Per questo avvertiamo che il governo italiano non si è mostrato all’altezza del dramma in corso, e delle scelte immediate che esso impone. Non basta dire che il problema è la Libia, divenuta preda di clan jihadisti. E’ mortificante, poi, che la richiesta avanzata dalle organizzazioni umanitarie, dalla Chiesa e da alcuni esponenti del Pd –cioè l’immediata riattivazione di squadre di soccorso in acque internazionali- venga liquidata da Renzi come se si trattasse di una manovra antigovernativa. Chi se ne frega, scusate. Davvero la lotta politica può scendere a livelli di insinuazione così meschini?

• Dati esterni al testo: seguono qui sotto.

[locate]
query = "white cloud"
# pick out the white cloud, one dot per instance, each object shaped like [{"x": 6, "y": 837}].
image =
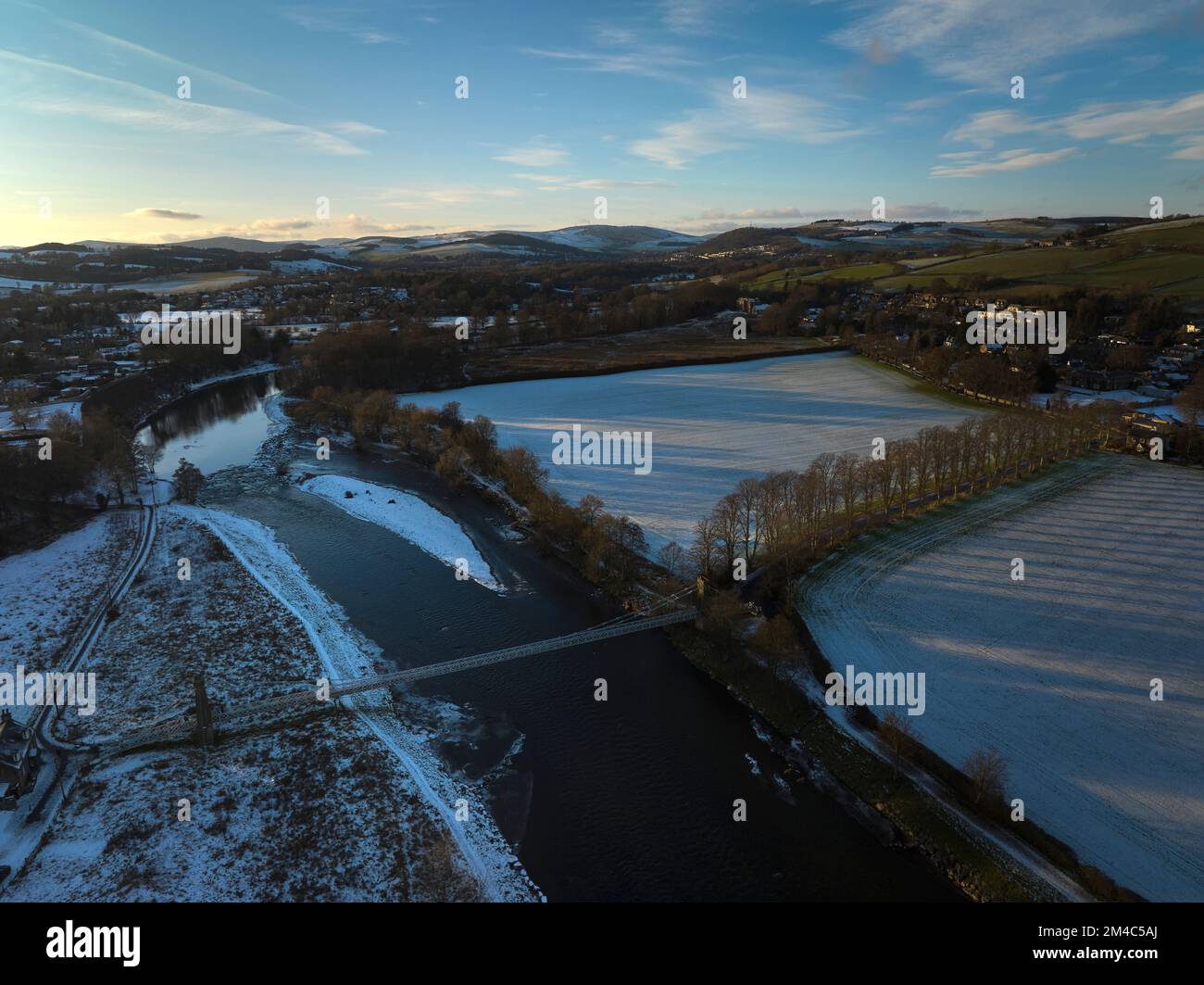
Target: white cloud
[
  {"x": 730, "y": 124},
  {"x": 964, "y": 39},
  {"x": 353, "y": 128},
  {"x": 349, "y": 23},
  {"x": 112, "y": 100},
  {"x": 1010, "y": 160},
  {"x": 534, "y": 156},
  {"x": 163, "y": 213}
]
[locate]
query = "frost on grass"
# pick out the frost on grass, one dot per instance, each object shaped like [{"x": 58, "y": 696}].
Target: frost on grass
[
  {"x": 710, "y": 426},
  {"x": 408, "y": 517},
  {"x": 317, "y": 811},
  {"x": 1054, "y": 671},
  {"x": 46, "y": 594}
]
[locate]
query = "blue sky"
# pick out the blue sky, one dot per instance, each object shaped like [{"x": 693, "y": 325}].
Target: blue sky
[{"x": 906, "y": 99}]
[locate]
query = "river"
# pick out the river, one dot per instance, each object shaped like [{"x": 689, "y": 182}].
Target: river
[{"x": 630, "y": 799}]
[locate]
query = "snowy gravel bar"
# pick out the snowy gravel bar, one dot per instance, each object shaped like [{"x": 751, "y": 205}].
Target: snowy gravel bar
[
  {"x": 710, "y": 426},
  {"x": 1055, "y": 671},
  {"x": 408, "y": 517}
]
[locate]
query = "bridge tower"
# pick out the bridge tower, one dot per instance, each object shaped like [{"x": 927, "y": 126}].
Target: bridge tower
[{"x": 204, "y": 711}]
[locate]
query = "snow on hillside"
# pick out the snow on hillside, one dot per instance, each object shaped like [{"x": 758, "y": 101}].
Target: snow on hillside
[
  {"x": 43, "y": 413},
  {"x": 40, "y": 589},
  {"x": 312, "y": 265},
  {"x": 710, "y": 426},
  {"x": 1055, "y": 671},
  {"x": 409, "y": 518}
]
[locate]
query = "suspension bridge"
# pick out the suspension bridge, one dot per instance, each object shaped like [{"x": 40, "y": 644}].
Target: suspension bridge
[{"x": 203, "y": 719}]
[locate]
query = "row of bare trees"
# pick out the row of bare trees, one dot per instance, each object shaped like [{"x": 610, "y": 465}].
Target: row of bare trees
[{"x": 793, "y": 514}]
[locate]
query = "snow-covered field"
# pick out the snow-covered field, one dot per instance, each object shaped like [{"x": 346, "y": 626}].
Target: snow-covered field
[
  {"x": 340, "y": 807},
  {"x": 44, "y": 593},
  {"x": 41, "y": 413},
  {"x": 408, "y": 517},
  {"x": 710, "y": 426},
  {"x": 1054, "y": 671}
]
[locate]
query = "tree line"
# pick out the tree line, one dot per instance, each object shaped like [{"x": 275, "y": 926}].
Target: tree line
[
  {"x": 606, "y": 548},
  {"x": 793, "y": 515}
]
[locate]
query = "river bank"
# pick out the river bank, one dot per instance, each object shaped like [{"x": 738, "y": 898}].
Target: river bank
[{"x": 348, "y": 804}]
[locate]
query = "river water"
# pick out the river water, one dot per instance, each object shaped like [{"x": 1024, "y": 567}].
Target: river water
[{"x": 630, "y": 799}]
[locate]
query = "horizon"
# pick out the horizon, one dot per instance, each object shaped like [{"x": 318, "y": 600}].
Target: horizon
[{"x": 903, "y": 100}]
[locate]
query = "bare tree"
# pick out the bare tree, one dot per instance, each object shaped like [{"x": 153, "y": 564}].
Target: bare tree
[{"x": 987, "y": 770}]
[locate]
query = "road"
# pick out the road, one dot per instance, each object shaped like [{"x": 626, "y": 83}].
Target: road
[{"x": 89, "y": 631}]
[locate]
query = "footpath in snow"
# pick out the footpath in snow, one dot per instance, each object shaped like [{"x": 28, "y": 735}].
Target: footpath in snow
[{"x": 347, "y": 652}]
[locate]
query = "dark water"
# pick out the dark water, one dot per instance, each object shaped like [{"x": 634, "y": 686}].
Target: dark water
[
  {"x": 220, "y": 426},
  {"x": 629, "y": 799}
]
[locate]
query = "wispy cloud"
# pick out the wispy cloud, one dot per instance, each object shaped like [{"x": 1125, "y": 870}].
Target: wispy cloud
[
  {"x": 1010, "y": 160},
  {"x": 129, "y": 47},
  {"x": 350, "y": 22},
  {"x": 963, "y": 39},
  {"x": 730, "y": 124},
  {"x": 354, "y": 128},
  {"x": 534, "y": 154},
  {"x": 641, "y": 60},
  {"x": 131, "y": 105},
  {"x": 164, "y": 213}
]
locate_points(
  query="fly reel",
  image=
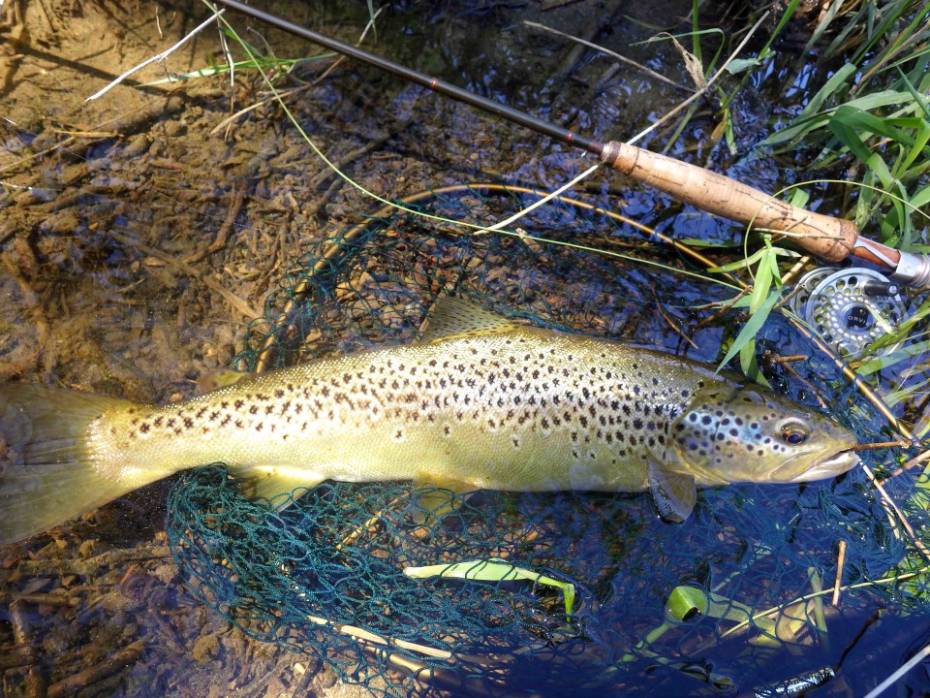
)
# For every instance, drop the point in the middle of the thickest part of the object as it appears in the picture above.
(849, 308)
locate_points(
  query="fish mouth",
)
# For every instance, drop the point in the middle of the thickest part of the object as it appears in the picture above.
(831, 466)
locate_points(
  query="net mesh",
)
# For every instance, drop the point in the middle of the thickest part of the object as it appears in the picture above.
(657, 604)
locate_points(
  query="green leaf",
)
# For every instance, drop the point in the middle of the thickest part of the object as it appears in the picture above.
(493, 570)
(861, 121)
(751, 328)
(740, 65)
(850, 139)
(836, 81)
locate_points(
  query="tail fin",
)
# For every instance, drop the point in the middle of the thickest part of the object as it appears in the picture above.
(45, 475)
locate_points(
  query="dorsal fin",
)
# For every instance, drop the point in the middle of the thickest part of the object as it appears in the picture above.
(450, 317)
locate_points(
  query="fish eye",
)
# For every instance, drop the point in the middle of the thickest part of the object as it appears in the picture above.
(794, 434)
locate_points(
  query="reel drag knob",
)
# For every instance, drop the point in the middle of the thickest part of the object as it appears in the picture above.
(851, 308)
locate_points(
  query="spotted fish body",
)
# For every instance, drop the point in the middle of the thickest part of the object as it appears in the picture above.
(485, 405)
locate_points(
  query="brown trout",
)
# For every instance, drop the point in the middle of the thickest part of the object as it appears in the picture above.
(480, 402)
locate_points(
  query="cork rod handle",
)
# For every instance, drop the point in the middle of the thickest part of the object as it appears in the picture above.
(829, 238)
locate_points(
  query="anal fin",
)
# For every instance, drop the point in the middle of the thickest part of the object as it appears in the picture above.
(435, 497)
(675, 494)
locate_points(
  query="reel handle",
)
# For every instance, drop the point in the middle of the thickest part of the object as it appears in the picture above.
(831, 239)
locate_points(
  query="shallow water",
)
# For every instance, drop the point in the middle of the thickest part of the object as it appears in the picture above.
(109, 214)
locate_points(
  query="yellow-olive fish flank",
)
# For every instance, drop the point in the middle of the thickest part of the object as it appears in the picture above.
(478, 403)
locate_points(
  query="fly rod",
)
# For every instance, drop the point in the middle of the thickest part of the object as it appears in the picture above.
(830, 238)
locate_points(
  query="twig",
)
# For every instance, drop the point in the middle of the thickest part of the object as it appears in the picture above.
(158, 57)
(900, 514)
(912, 463)
(237, 303)
(35, 681)
(853, 377)
(881, 444)
(91, 565)
(790, 359)
(906, 667)
(840, 564)
(112, 664)
(700, 93)
(607, 51)
(536, 204)
(222, 235)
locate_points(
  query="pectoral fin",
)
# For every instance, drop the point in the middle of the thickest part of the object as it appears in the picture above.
(674, 494)
(269, 482)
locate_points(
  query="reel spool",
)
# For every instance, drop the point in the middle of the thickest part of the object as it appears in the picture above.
(850, 308)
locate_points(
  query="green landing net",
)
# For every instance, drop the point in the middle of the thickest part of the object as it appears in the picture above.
(512, 593)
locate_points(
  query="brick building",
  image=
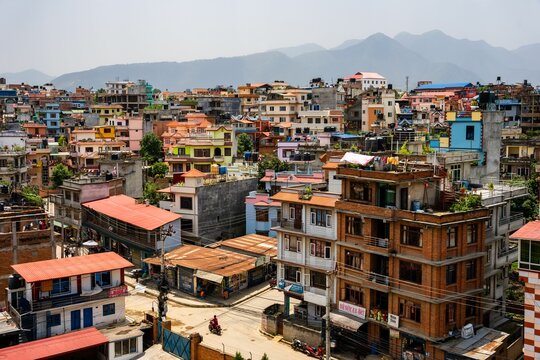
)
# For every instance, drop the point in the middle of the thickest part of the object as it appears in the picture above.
(409, 271)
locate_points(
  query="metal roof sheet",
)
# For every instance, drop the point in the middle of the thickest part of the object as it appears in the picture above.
(126, 209)
(71, 266)
(529, 231)
(55, 346)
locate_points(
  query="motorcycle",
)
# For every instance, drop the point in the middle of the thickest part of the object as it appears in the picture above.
(214, 329)
(298, 345)
(315, 352)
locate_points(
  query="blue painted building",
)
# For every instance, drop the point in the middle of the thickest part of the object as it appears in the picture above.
(466, 131)
(50, 115)
(261, 214)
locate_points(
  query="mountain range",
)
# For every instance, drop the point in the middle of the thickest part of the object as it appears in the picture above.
(431, 56)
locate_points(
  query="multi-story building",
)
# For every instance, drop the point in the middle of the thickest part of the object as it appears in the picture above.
(13, 153)
(53, 297)
(262, 214)
(409, 271)
(211, 208)
(528, 238)
(25, 235)
(66, 204)
(134, 230)
(51, 114)
(307, 251)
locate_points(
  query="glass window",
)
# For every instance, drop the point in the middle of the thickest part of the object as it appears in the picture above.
(108, 309)
(451, 274)
(61, 286)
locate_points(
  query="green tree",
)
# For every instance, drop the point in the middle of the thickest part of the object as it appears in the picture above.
(244, 144)
(238, 356)
(158, 170)
(60, 173)
(151, 194)
(151, 147)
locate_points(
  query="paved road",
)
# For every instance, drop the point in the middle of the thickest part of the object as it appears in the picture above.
(240, 325)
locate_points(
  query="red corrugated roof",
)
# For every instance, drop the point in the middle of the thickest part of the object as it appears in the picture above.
(126, 209)
(529, 231)
(55, 346)
(71, 266)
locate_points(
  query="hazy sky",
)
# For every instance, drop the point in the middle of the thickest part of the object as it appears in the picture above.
(60, 36)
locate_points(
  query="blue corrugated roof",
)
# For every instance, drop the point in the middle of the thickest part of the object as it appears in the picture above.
(443, 86)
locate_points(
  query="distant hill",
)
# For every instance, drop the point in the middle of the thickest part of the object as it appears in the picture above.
(30, 76)
(430, 56)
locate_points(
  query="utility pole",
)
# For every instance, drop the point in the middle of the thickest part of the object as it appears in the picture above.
(328, 305)
(163, 284)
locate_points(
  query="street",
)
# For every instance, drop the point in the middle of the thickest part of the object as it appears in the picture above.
(240, 325)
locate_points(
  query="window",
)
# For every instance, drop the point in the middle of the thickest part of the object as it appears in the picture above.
(411, 236)
(353, 295)
(320, 248)
(353, 259)
(53, 320)
(292, 243)
(410, 272)
(469, 133)
(108, 309)
(470, 269)
(292, 273)
(410, 310)
(202, 153)
(125, 347)
(472, 233)
(529, 257)
(321, 217)
(317, 279)
(186, 203)
(470, 308)
(360, 192)
(101, 278)
(261, 215)
(353, 225)
(450, 313)
(61, 286)
(451, 275)
(451, 237)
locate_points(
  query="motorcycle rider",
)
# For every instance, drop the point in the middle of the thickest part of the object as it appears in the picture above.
(214, 323)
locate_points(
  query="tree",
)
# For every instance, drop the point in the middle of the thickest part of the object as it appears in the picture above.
(158, 170)
(238, 356)
(151, 194)
(60, 173)
(244, 144)
(151, 148)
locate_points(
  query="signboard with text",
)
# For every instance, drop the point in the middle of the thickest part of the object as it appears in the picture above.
(355, 310)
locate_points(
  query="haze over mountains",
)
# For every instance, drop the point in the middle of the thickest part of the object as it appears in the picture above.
(430, 56)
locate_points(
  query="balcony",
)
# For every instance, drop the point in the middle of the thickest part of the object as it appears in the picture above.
(68, 300)
(512, 222)
(291, 224)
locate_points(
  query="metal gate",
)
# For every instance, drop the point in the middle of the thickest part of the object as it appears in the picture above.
(175, 344)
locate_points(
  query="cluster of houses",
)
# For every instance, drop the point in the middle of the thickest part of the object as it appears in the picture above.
(404, 209)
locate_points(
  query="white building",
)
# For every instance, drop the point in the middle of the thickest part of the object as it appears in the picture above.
(307, 238)
(53, 297)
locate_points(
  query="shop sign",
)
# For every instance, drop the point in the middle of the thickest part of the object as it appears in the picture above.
(357, 311)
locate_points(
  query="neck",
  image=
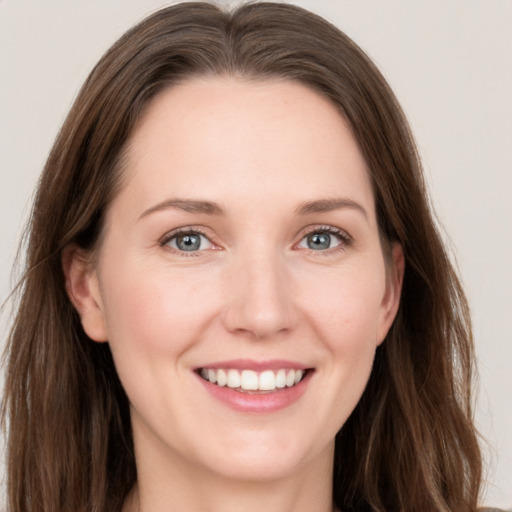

Giusto pretendere un coinvolgimento logistico e finanziario dell’Unione Europea, mostratasi fin qui campionessa di cinismo. Ma nel frattempo? Fonti del ministero della Difesa ammettono che nel giro di due o tre giorni al massimo, se il governo prendesse una decisione in tal senso, la nostra flotta potrebbe riprendere il presidio di cui tutti siamo andati orgogliosi. Quale motivazione politica o di bilancio (stiamo parlando di una spesa di centomila euro al giorno) si oppone a una decisione di carattere umanitario, se non forse l’imbarazzo di dover ammettere che la revoca di Mare Nostrum è stata una scelta avventata, magari dettata da calcoli di consenso?
Eppure dovrebbe essere ormai unanimemente riconosciuta l’infondatezza della tesi secondo cui le missioni umanitarie creano un fattore di attrazione involontaria, spingendo i migranti a tentare la pericolosa traversata (che per loro rappresenta comunque il rischio minore).
Il ministro Alfano ieri sera si trincerava dietro l’argomento della fatalità ineluttabile: “Non esiste e non può esistere un’operazione che sconfigga la morte in mare”. E’ forse questa la posizione del governo? Confermiamo la ritirata nelle nostre acque territoriali? E’ così che intendiamo il nostro ruolo di potenza mediterranea?
Certo, Mare Nostrum è solo un tampone, più di una volta i nostri marinai sono arrivati troppo tardi. Ma è, questo, un buon motivo per desistere?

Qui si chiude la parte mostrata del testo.